Thanks Konsa, I have added some frogbit to the tank this week and it’s doing really well! So the tank will be dimmer in no time!

Looks like I’m going for the Neo’s.. thanks for all you help 


Sent from my iPhone using Tapatalk


----------



## DavidW

tayloss said:


> So should I keep the water at 0KH and continue with the water parameters I have?



All depends on what shrimp you want to keep. If you want to keep CRS or Taiwan bee shrimp I would get your tds down to below 180 and your gh to between 2-4. If your keeping cherry type shrimp your parameters will be fine. I started out with CRS which wasn't successful I always had issues with water parameters, then tried some Cull Taiwan Bee shrimp, which was more successful but I ended up doing water changes every other day. Then I read the stones in my tank will alter water parameters, I really like the scape in that tank so I setup a new tank specifically for the Taiwan Bee shrimp, I didn't put any rocks in this one and the new tank cycled in a week and after 2 weeks the parameters were spot on and rock solid. I also changed the pre filter, carcon filter and membrane in my RO filter and got a food safe bpa free water contain.
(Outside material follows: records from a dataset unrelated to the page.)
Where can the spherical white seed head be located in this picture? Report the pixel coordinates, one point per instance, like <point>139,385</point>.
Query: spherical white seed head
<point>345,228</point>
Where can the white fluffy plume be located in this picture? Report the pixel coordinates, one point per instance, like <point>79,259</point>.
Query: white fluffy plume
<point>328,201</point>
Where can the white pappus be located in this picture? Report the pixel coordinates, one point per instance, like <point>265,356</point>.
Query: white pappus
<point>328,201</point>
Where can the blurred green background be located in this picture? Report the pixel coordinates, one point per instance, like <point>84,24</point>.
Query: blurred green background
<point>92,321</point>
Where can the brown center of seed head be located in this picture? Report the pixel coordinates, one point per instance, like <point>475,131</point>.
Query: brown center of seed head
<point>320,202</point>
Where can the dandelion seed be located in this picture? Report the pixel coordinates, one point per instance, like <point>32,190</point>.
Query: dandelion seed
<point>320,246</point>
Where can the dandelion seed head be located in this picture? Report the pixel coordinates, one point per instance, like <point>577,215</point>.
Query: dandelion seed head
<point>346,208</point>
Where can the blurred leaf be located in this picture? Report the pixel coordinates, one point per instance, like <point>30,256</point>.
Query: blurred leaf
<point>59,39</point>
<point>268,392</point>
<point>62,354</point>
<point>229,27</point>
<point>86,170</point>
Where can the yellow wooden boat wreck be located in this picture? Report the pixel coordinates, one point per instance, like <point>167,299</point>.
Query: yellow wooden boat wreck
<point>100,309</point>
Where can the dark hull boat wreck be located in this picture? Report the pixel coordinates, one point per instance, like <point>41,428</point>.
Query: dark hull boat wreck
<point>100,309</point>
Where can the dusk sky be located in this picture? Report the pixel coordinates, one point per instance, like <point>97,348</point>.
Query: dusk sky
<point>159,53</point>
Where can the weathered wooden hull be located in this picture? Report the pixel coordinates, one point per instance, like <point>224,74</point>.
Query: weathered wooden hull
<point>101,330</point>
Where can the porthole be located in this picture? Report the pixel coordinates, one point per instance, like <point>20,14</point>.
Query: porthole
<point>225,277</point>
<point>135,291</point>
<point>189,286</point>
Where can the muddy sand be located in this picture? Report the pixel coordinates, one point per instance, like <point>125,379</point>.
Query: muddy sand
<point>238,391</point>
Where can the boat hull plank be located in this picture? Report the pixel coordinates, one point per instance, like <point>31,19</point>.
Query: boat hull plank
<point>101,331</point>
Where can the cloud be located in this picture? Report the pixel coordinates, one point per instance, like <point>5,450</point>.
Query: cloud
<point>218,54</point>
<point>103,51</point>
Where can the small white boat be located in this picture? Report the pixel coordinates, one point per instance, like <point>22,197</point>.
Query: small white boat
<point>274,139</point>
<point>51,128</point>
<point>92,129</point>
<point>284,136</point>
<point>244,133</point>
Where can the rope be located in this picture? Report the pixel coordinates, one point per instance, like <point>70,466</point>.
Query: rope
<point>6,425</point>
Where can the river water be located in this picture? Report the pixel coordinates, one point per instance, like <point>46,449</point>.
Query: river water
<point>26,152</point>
RO water will suck any minerals it can out of whatever it is in and if you container isn't food safe it can leach unwanted stuff into the water. I did a test and put pure RO water 0 tds in my old container left it over night and by morning the tds was 20!

Since making those changes all my bee shrimp are happy and have started breeding in the new tank 



tayloss said:


> David, what do you have as your parameters



Taiwan Bee tank, Liquid CO2 and weekly ferts - 
Ammonia = 0
Nitrite = 0
Nitrate = 0 
PH = 5.4
TDS - 160
KH = 0 
GH = 4

Blue Dream Shrimp tanks, CO2 injection and weekly ferts - 
Ammonia = 0
Nitrite = 0
Nitrate = 0 
PH = 6.5
TDS - 205
KH = 5 
GH = 8



tayloss said:


> Will my algae come back tho without the daily ferts?



I have a little algae growth on the glass of my tank and a slight greening on my rocks in the Blue Dream shrimp tank, that's about it.


----------



## tayloss

I am about to do a water change tomorrow, so will aim to get the tank down to around a TDS of 150 and see where the TDS is after each day of adding the fertiliser.

The floating plants are certainly doing well and multiplying, so they seem to be happy with the current status. Guess the algae is loving the light, so hopefully bringing the light down will help with that too. 

Once settled, I'll check the parameters and post them for your thought.


----------



## Konsa

Hi
Sounds like a plan.Im sure U will wing it.
Don't get too obsessed with the parameters and testing.
Unlike marine tanks in planted tanks is just a hasstle U dont really need.
Regards Konsa


----------



## AverageWhiteBloke

How much water do you usually change @tayloss ?


----------



## tayloss

AverageWhiteBloke said:


> How much water do you usually change @tayloss ?



10lts normally.. 50% 


Sent from my iPhone using Tapatalk


----------



## AverageWhiteBloke

What was the KH of your tapwater?


----------



## tayloss

AverageWhiteBloke said:


> What was the KH of your tapwater?



KH = 9
GH = 19


Sent from my iPhone using Tapatalk


----------



## AverageWhiteBloke

If I was you I would mix 1ltr of dechlorinated tapwater with 9 ltrs of RO water and use that for water changes. That will get your water change water at around 1dkh and 2dgh and test the TDS of the water you have cut before putting it in the tank to see what that is. You know if you add your fertiliser from your other post (with the KNO3 added you bought) 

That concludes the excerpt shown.